Our vet has an emergency clinic. But when it is full, my daughter has to drive the dog to another one 1.5 hours away. I think all the pets in this town get sick or injured on weekends. I know my dog does -- except 1/2 the time he's not sick. My daughter is a worrywart, despite me reassuring her that we can take care of his malady at home. These are simple things, nothing that requires a vet unless short-term home treatment doesn't work.


----------



## Tish (Sep 15, 2021)

That is very sad.


----------



## Lee (Sep 15, 2021)

I found out when I moved that not only are people docs in short supply so are pet docs.
Currently there is a petition at a local pet store asking the local vets to put a system in place for emergency care as the nearest is over an hours drive away and will not accept patients from out of town anyway.

I am fortunate that I did get a vet practice here who is open 7 days a week but not sure if they will take an emergency over someone with an appointment.

Even getting the cat's nails trimmed with a technician requires an appointment be made minimum 2 weeks ahead. So since Riley needs a trim once a month I am hoping that will be taken into consideration in an emergency.


----------



## Judycat (Sep 15, 2021)

My one cat is prone to developing an abscess even from a scratch. These things usually happen on weekends and holidays. It's like they have a calendar. "Hey it's Saturday afternoon, let's mix it up." I don't mind draining them myself, but when they are near the eye I get very concerned. If I'm expecting the cat to be seen anywhere close to immediately I have to accept paying as if a team of specialists worked on him.  Oh well...I could go on, but we have lots of vets here because it is a gold mine job. I have invested in a bottle FishMox for those times when a vet can't see him and I have to treat him myself. Sorry @squatting dog that you had to have your buddy euthanized.


----------



## squatting dog (Sep 15, 2021)

Judycat said:


> My one cat is prone to developing an abscess even from a scratch. These things usually happen on weekends and holidays. It's like they have a calendar. "Hey it's Saturday afternoon, let's mix it up." I don't mind draining them myself, but when they are near the eye I get very concerned. If I'm expecting the cat to be seen anywhere close to immediately I have to accept paying as if a team of specialists worked on him.  Oh well...I could go on, but we have lots of vets here because it is a gold mine job. I have invested in a bottle FishMox for those times when a vet can't see him and I have to treat him myself. Sorry @squatting dog that you had to have your buddy euthanized.

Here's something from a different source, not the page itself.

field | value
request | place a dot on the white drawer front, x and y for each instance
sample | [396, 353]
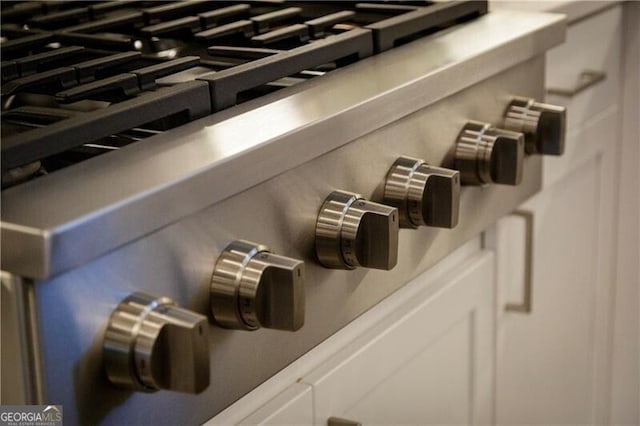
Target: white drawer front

Thank you. When you rescue as many fur babies as we do, we experience death a lot more than average. It still hurts though.


----------



## Dancing_Queen (Sep 15, 2021)

Colleen said:


> I found this out today when our 12 year old Balinese Siamese cat needed to be looked at pronto. I called 2 of the vets offices and they said they aren't taking any new patients and didn't have room in their schedule today for an emergency. WHAT??? I was going to call some other vets but one of the receptionists told me to contact the free neuter/spay clinic. I called them and they said walk-ins were from 9-11am. We drove 20 miles in to town and I registered at 9:10am. The place was packed. After 2 1/2 hour wait, one of the receptionists told me I could leave our cat and they would call because it would be another hour...at least. We went back home and about 2:15PM, the vet called and talked to us about what she thought we should do.
> 
> I just couldn't believe there was no one that would take him.

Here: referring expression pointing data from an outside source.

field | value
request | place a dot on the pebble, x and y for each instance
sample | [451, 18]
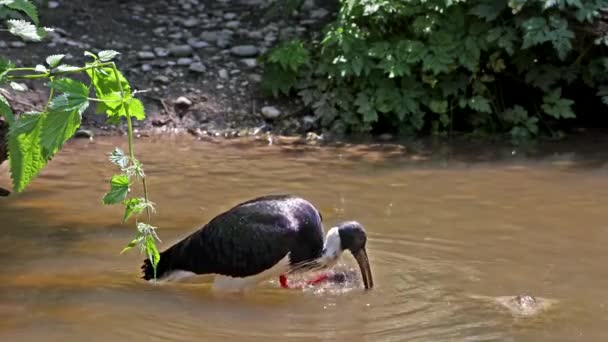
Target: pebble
[223, 74]
[198, 67]
[270, 112]
[191, 22]
[184, 61]
[249, 62]
[162, 79]
[245, 51]
[145, 55]
[183, 101]
[180, 50]
[161, 52]
[234, 24]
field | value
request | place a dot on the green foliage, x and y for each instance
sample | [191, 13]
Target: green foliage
[34, 138]
[488, 66]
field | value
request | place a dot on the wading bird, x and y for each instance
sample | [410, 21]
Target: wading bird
[265, 237]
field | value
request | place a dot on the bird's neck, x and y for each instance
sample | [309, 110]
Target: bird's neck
[332, 248]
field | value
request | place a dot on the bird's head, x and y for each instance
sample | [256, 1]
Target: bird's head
[354, 239]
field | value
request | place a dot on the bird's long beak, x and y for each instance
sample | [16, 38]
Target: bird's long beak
[366, 272]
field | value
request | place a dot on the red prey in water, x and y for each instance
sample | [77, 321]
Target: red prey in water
[266, 237]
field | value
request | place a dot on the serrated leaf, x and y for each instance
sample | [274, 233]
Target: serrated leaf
[6, 111]
[58, 128]
[24, 6]
[54, 60]
[40, 68]
[489, 9]
[133, 206]
[18, 86]
[107, 55]
[119, 158]
[26, 30]
[5, 66]
[480, 104]
[439, 106]
[25, 152]
[119, 188]
[74, 97]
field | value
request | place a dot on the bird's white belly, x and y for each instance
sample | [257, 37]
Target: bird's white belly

I guess I've always had really good vets.  They took my emergencies immediately.  We even have an after hours emergency clinic near me.  I'm really sorry for you and your little friend had to go through!


----------



## Colleen (Sep 15, 2021)

UPDATE:  The vet doctor called us yesterday around 2:30PM and said she would take an x-ray of his intestines to see if there was a blockage. He had quit eating and drinking for 2 1/2 days and was trying to throw up but nothing came up so she wanted to make sure it wasn't a blockage. Her tech called about an hour later and said the x-ray was clear but bloodwork showed he had liver disease and hepatitis and they could keep him overnight and give him drugs and see how he was doing in the morning. She asked if we wanted life-saving measures if needed! If they're asking you that then, to us, it meant he wasn't going to make it and there wasn't any sense in putting him (or us) through any more stress and anxiety. My husband called them back in a few minutes and said to put him to sleep. Boom...just like that our sweet boy was gone   I know the outcome would have been the same even if there had been an emergency facility to take him to. He was only 12. We adopted him when he was 2 years old. He was my hubbies buddy.


----------



## Remy (Sep 15, 2021)

@Colleen I'm so sorry for your loss. It's very hard.

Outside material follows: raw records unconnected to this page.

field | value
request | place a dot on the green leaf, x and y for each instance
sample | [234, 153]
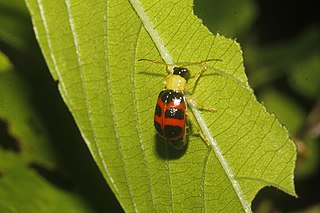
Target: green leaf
[25, 151]
[93, 48]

For those of us who love pets, we know they are more than just animals. He's beautiful.


----------



## Jules (Sep 15, 2021)

@Colleen   He was a beauty and was lucky to have been adopted by good people.  Even though you know it’s the right thing, the end is always hard.


----------



## Jules (Sep 15, 2021)

We no longer have pets.  Reading the local FB page, many people have the same issue with lack of emergency veterinarian care.


----------



## Kaila (Sep 15, 2021)

Colleen, I am very sorry for your loss, and your hubby's.
  It hurts ; I remember how it feels, very well.


----------



## Judycat (Sep 15, 2021)

@Colleen, he was a beautiful cat.


----------



## Mrs. Robinson (Sep 15, 2021)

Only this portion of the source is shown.